4. Aux termes de l'article 3 du règlement (UE) n°604/2013 du 26 juin 2013 susvisé : " 1. Les États membres examinent toute demande de protection internationale présentée par un ressortissant de pays tiers ou par un apatride sur le territoire de l'un quelconque d'entre eux, y compris à la frontière ou dans une zone de transit.

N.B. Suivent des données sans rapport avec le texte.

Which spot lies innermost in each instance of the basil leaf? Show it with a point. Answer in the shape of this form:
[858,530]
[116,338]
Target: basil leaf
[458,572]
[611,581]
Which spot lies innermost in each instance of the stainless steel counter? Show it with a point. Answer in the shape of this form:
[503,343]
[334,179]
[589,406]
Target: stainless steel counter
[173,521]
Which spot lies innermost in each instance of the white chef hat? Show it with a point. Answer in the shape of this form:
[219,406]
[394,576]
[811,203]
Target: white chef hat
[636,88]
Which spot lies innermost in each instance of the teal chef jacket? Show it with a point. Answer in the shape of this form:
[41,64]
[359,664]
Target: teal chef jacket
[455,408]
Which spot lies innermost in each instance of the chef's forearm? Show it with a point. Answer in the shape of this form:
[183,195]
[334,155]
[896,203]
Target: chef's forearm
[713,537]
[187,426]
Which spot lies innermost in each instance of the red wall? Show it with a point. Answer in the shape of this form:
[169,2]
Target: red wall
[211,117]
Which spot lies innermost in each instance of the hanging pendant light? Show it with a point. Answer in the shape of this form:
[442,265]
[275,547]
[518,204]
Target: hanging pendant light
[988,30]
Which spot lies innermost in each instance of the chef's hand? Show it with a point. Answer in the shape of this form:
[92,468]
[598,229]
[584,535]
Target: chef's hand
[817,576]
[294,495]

La demande est examinée par un seul État membre, qui est celui que les critères énoncés au chapitre III désignent comme responsable. () ". Aux termes du 2 de l'article 3 du même règlement (: " () Lorsqu'il est impossible de transférer un demandeur vers l'État membre initialement désigné comme responsable parce qu'il y a de sérieuses raisons de croire qu'il existe dans cet État membre des défaillances systémiques dans la procédure d'asile et les conditions d'accueil des demandeurs, qui entraînent un risque de traitement inhumain ou dégradant au sens de l'article 4 de la charte des droits fondamentaux de l'Union européenne, l'État membre procédant à la détermination de l'État membre responsable poursuit l'examen des critères énoncés au chapitre III afin d'établir si un autre État membre peut être désigné comme responsable. () " Aux termes de l'article 17 du même règlement : " Par dérogation à l'article 3, paragraphe 1, chaque État membre peut décider d'examiner une demande de protection internationale qui lui est présentée par un ressortissant de pays tiers ou un apatride, même si cet examen ne lui incombe pas en vertu des critères fixés dans le présent règlement. / L'Etat membre qui décide d'examiner une demande de protection internationale en vertu du présent paragraphe devient l'Etat membre responsable et assume les obligations qui sont liées à cette responsabilité. ()". Il résulte de ces dispositions que si une demande d'asile est examinée par un seul État membre et qu'en principe cet État est déterminé par application des critères d'examen des demandes d'asile fixés par le chapitre III du règlement susvisé, dans l'ordre énoncé par ce chapitre, l'application de ces critères est toutefois écartée en cas de mise en œuvre de la clause dérogatoire énoncée au paragraphe 1 de l'article 17 du règlement, qui procède d'une décision prise unilatéralement par un État membre. Cette faculté laissée à chaque État membre est discrétionnaire et ne constitue nullement un droit pour les demandeurs d'asile.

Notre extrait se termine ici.